WASHINGTON, May 17, 2016 - Scientists and makers of transportation materials are improving reflective and luminescent signage and roadway markings in ways that enhance safety and visibility for drivers, including rural residents and farmers who need to operate outdoors at night.
The spectrum of photoluminescent products that aid nighttime visibility stems from fluorescence, which is the ability of some materials to absorb short-wavelength energy (including X-rays, ultraviolet and blue-spectrum light), become energized or excited, and expand the wavelength so the energy exits as visible light. Some of those materials can exhibit phosphorescence, which occurs when their molecules remain excited, making materials glow in the dark long after the short-wavelength energy is terminated.
Phosphorescence might soon allow nighttime drivers, for example, to see the entire breadth of the roadway ahead because the pavement is glowing, thanks to a new process in making concrete pavement, developed by José Carlos Rubio and others at the Michoacan University of San Nicolás de Hidalgo in Mexico. Rubio, in an interview for Mexico’s National Council of Science and Technology information agency, explained that sunlight and other light cause most phosphorescent materials that are used for highway signing and striping to deteriorate. So, he said his task was to develop a photoluminescent material that would let light pass in and out of concrete but would not deteriorate.
Rubio claims that his new concrete, which also makes the concrete surface harder and more durable, will continue absorbing and emitting light for more than a century. Potential applications “are very broad,” including building facades, swimming pools and parking lots, he told the agency. “It would also be useful in road safety and road signs … and anywhere you want to illuminate or mark spaces that don’t have access to electricity, since it doesn’t require an electrical distribution system,” he said.

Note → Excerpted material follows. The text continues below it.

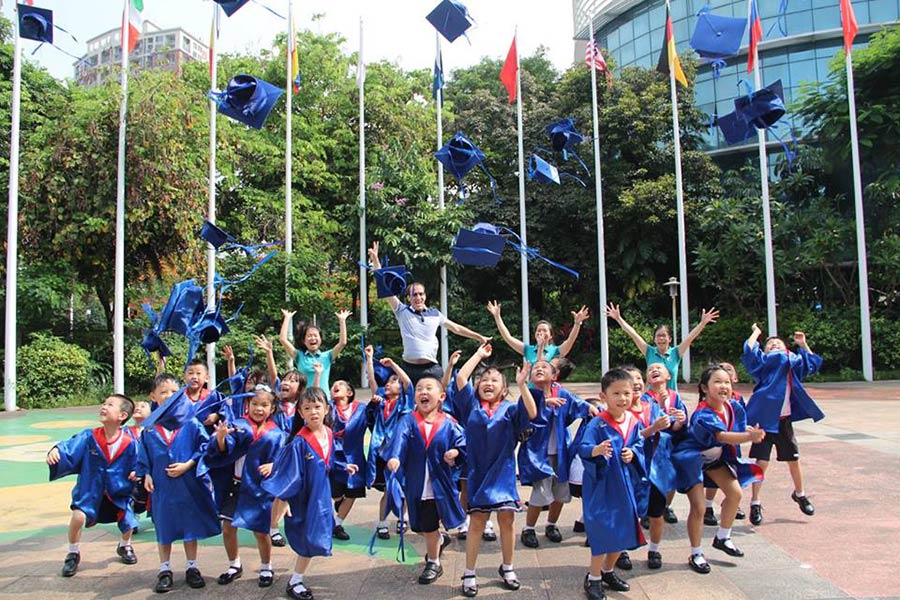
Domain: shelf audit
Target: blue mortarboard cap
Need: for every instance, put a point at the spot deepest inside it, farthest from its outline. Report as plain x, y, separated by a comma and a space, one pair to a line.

Like Rubio, researchers at Purdue University’s School of Civil Engineering reported two years ago how long phosphorescence can be made to persist in concrete. In a checkoff-funded research project, they made a soy-based luminescent sealant: a mixture of soy methyl ester polystyrene and strontium aluminate that slowly luminesces after its molecules become excited by light. They applied it to concrete surfaces and measured the magnitude and duration of the luminescence. They found that no matter how long they applied light to the coated concrete surface – whether five seconds or up to 10 minutes – the concrete continued to glow for about 24 hours, though the larger particles in the sealant glowed longer than the smaller particles.

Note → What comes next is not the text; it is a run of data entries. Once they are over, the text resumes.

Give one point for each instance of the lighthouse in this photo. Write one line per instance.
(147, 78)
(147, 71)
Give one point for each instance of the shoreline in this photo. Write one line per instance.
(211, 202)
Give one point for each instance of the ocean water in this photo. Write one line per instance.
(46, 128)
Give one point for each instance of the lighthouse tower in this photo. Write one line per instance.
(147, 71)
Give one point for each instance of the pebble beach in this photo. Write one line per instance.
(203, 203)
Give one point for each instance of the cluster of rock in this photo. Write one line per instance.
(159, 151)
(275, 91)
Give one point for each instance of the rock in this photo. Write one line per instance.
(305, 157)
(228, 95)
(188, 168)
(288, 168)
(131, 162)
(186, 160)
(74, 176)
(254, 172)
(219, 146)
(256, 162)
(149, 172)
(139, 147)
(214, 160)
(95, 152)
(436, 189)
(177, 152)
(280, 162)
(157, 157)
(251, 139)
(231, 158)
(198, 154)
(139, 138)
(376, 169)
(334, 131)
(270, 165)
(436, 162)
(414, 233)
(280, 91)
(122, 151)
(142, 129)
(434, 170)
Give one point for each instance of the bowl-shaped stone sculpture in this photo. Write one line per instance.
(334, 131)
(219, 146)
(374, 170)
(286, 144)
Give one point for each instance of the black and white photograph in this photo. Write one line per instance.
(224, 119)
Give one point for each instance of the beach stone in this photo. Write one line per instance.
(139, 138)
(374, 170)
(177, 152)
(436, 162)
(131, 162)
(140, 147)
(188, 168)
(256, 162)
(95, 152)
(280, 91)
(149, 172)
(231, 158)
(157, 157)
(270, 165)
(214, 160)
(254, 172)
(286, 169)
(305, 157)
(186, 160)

Julie Ohmen, new-uses director for the Indiana Soybean Alliance, said her group funded the research “not only because it could possibly be a low-cost solution to improve nighttime working and driving,” but because it fit smoothly into the soy methyl ester concrete sealer technology already developed at Purdue.

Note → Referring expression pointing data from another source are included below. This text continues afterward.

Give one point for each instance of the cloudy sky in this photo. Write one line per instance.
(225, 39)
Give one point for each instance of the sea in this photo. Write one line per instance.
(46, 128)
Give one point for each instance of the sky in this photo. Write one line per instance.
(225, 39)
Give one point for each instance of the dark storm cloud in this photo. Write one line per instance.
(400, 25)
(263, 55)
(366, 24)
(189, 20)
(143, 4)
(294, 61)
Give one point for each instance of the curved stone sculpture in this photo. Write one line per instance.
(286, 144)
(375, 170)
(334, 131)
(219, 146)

Thus, phosphorescent markings and surfaces where electric power isn’t available may prove valuable on a farm as well as valuable to soybean growers as an added-value market. But there are pros and cons, said Doug Hecox, a Federal Highway Administration spokesman. “We’ve seen quite a number of these (phosphorescent) things being used on sidewalks for a house, walkways, pool decks . . . things where there is fairly low traffic. But as for a highway, we don’t know how well this would work,” Hecox says. Much of the U.S. has icy, snowy winters, he points out, and “under snow, would it be scraped off when a highway truck comes by with a plow?” He asks: “How many winters will it last (once applied)?”
He notes that his grandparents were ranchers, “and I think of cattle guards, and maybe you would make this stuff for cattle guards so you could see them at night,” saving life and limb of hooved animals, who can break their legs when they don't see the guards and step into them.”